Highlights in child mental health research: February 2025

Prepared by AIFS, Australia, February 2025

Resource Summary

The monthly research summary provides a selection of recently released papers, systematic reviews, and meta-analyses related to infant and child mental health.

Each summary includes an introductory overview of the content for the month, followed by a list of selected articles. Each article is accompanied by a brief synopsis which presents the key messages and highlights. Links to abstracts, full-text articles and related resources, where available, are provided.

What’s new this month in child mental health research?

This month’s highlights include:

Culturally responsive interventions for autistic children and their families

This study conducted a meta-analysis to examine the effectiveness of culturally responsive interventions for autistic children and their families from culturally and racially diverse backgrounds, such as immigrant families. The paper examined 24 studies and found that culturally responsive interventions have a large and positive impact on autistic children’s social and communication skills and mental health. They also had a positive impact on parents’ mental health. The findings indicate that adapting programs to be culturally appropriate can lead to positive outcomes.

Sleep duration in adolescence buffers the impact of childhood trauma on anxiety and depressive symptoms

This study conducted an online survey of 752 adolescents on traumatic experiences and sleep duration, to examine the relationship between sleep, trauma, and anxiety and depressive symptoms. The study found that adolescents who had experienced trauma and received an adequate amount of sleep had lower anxiety and depressive symptoms than those with inadequate sleep and experiences of trauma. The study highlights the effects of childhood trauma on sleep and the importance of sleep for mental health.

Screen time among kindergarten children in the ACT

This study examined the relationship between screen time and health outcomes among First Nations children and non-Indigenous children in the Australian Capital Territory (ACT). The study used data from the ACT Kindergarten Health Check Survey on 5,516 children. The study found that more than two hours per day of screen time was associated with poor health outcomes for non-Indigenous children, but no association was found between screen time and health outcomes for First Nations children. They found most children in the ACT are meeting the guidelines of two hours of screen time per day for children aged 5-17 years.

Mental health help-seeking behaviours among children from diverse communities

This study examined emergency department presentations among children from culturally and linguistically diverse communities in Australia. The study used electronic medical reports from public health hospitals in New South Wales between 2016-2022. The study found children and young people from culturally and linguistically diverse communities are more likely to attend emergency departments for mental health reasons that other young people. Young people with intersecting risk factors, including being male or from a disadvantaged background, were more likely to attend for mental health reasons.

Culturally responsive interventions for autistic children and their families

Lee, J. D., Kang, V. Y., Terol, A. K., & Joo, S. (2025).

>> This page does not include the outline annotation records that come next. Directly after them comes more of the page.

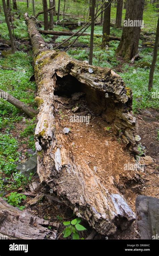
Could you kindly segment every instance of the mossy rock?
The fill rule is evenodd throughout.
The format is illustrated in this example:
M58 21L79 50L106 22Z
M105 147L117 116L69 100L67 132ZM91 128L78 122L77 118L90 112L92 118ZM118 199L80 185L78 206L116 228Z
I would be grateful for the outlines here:
M1 56L3 58L5 58L5 57L7 57L8 55L11 54L12 50L8 50L8 51L2 51L1 54Z
M134 67L140 67L142 68L149 68L151 67L151 64L147 61L141 61L137 63L134 66Z

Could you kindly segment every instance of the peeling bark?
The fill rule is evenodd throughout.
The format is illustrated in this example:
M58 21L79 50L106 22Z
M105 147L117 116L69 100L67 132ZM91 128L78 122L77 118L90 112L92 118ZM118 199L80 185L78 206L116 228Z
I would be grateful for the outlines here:
M131 90L110 68L90 66L63 52L49 50L34 20L26 19L38 88L36 99L39 103L39 114L35 137L41 181L51 180L49 186L62 202L100 234L113 234L119 226L126 228L135 216L116 187L108 186L107 181L101 179L100 173L94 171L84 159L72 155L71 146L66 149L67 137L62 132L55 107L54 91L58 87L57 80L65 79L66 83L68 80L68 84L75 82L74 86L79 85L96 114L104 117L115 133L122 130L122 139L131 150L136 145L136 120L132 112ZM100 149L97 150L100 154ZM102 173L106 171L103 170ZM125 175L130 176L126 172ZM137 173L134 171L132 175Z

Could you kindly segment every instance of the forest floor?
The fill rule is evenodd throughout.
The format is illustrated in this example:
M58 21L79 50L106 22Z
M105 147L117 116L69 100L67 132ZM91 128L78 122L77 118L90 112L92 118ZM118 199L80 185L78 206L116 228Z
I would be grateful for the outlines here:
M2 66L0 70L0 88L7 91L36 109L34 98L37 96L37 92L33 76L32 52L27 28L23 24L23 19L22 17L22 13L25 12L22 5L23 4L19 3L19 5L21 5L21 17L16 19L15 15L14 21L18 51L10 55L8 54L10 53L8 51L10 48L5 49L6 50L5 52L3 49L1 50L0 47L0 53L2 54L3 51L3 54L5 54L5 56L3 55L4 57L0 58L0 65ZM40 10L40 6L38 8ZM30 11L31 12L31 10ZM42 17L41 15L40 19ZM155 19L153 20L152 26L155 25ZM0 19L1 23L0 28L2 29L0 35L0 43L9 44L6 28L4 28L5 24L4 20L4 15L2 15L1 19ZM55 30L62 29L59 26L55 26L54 29ZM147 27L146 29L149 31L150 29ZM152 31L153 29L154 29ZM101 26L96 26L95 33L97 34L97 32L98 34L101 33L102 31ZM86 32L90 33L90 29ZM111 29L111 35L120 36L121 33L121 30ZM46 42L50 44L57 44L64 39L63 37L43 37ZM152 42L154 41L154 35L153 35L150 39L148 38L149 40L150 39ZM125 188L119 188L129 205L135 212L135 199L137 195L143 195L159 198L158 102L157 99L152 99L151 93L148 92L147 89L149 72L147 63L151 63L153 49L142 49L141 54L143 58L132 64L126 63L122 58L115 56L115 51L118 42L111 42L109 50L107 52L105 50L101 49L100 40L99 39L95 40L93 64L112 68L122 77L126 86L131 88L134 96L133 110L137 120L137 133L141 138L141 143L145 147L146 155L150 156L154 160L153 164L146 166L142 174L142 182L139 184L128 183ZM89 42L89 38L88 36L80 38L77 44L70 48L68 54L77 59L88 60ZM140 40L140 47L142 47L142 41ZM60 50L64 50L68 46L64 45ZM154 91L158 88L158 61L154 78ZM136 64L140 64L143 62L146 62L145 66L135 66ZM15 68L16 70L9 70L11 68ZM82 97L78 101L80 106L72 102L70 96L67 97L57 96L57 108L61 125L64 127L68 127L70 130L67 135L68 143L72 144L72 152L77 152L78 161L80 161L80 157L85 158L86 161L90 162L92 168L95 167L96 168L97 171L99 169L102 170L106 168L108 170L106 175L102 171L101 178L108 180L109 187L110 183L113 182L111 176L115 181L119 179L119 169L120 172L123 171L122 167L125 162L124 157L127 153L124 152L120 139L114 137L111 129L109 128L109 124L101 116L95 116L92 114L93 113L90 110L89 106L82 99ZM30 177L26 178L15 169L17 162L23 163L30 158L31 156L27 153L27 150L35 149L34 134L36 120L35 119L31 119L25 116L7 102L4 102L0 100L0 169L1 172L0 191L5 191L5 196L6 197L11 192L29 191L30 183L34 182L39 182L37 174L31 174ZM76 113L73 112L76 106L78 108L78 112ZM91 116L89 123L86 124L85 123L69 121L68 116L80 113L80 115L90 117ZM106 136L106 140L105 139ZM97 155L96 151L97 148L99 147L101 149L100 157ZM91 149L91 155L89 153ZM127 156L126 158L127 159ZM3 181L3 178L6 181L5 184ZM45 193L49 192L47 188L44 189ZM28 198L22 204L32 214L56 223L58 227L58 238L62 239L62 221L72 219L74 217L72 211L68 207L56 203L48 203L45 198L35 205L29 206L27 202L30 199L30 198ZM86 232L82 232L82 236L86 238L90 233L91 229L87 223L84 222L83 224L87 228ZM135 231L135 222L130 230L122 232L119 230L115 235L109 237L109 239L140 239L139 230L137 228ZM97 235L96 238L105 239L99 235Z

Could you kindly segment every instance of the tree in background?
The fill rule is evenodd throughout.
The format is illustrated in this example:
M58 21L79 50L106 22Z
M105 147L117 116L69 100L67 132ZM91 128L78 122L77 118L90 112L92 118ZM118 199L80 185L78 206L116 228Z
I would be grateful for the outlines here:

Examining the Efficacy of Culturally Responsive Interventions for Autistic Children and Their Families: A Meta-Analysis. Journal of autism and developmental disorders, 55(2), 706–726.

Why is this important?

  • Interventions designed for autistic children and their families are often evaluated using groups of people with limited ethnic and cultural diversity (e.g. White, English-speaking, middleclass). This means that these interventions may not be well suited to culturally diverse families and their needs.
  • A possible solution to this is to adapt and modify interventions to better fit with the cultural, linguistic, or social needs of a particular group. These are referred to as ‘culturally responsive’ interventions.

What did they do?

  • This study conducted a meta-analysis (i.e. a type of statistical analysis that combines the results of multiple studies) that examined the evidence for the effectiveness of culturally responsive interventions for autistic children (0–18 years), and their families, from culturally and racially diverse backgrounds, such as immigrant families.
  • The review included studies that were published in English and in peer reviewed academic journals and evaluated a culturally responsive intervention for autistic children or their family.

What did they find?

  • The authors found 24 studies that met their inclusion criteria.
  • This study found that culturally responsive interventions had a large and positive impact for autistic children’s social/communication skills and mental health. The interventions didn’t have a significant impact on child general development or autistic traits.
  • Culturally responsive interventions also had a large and positive impact for parents’ mental health and how effectively they could implement the strategies from the intervention.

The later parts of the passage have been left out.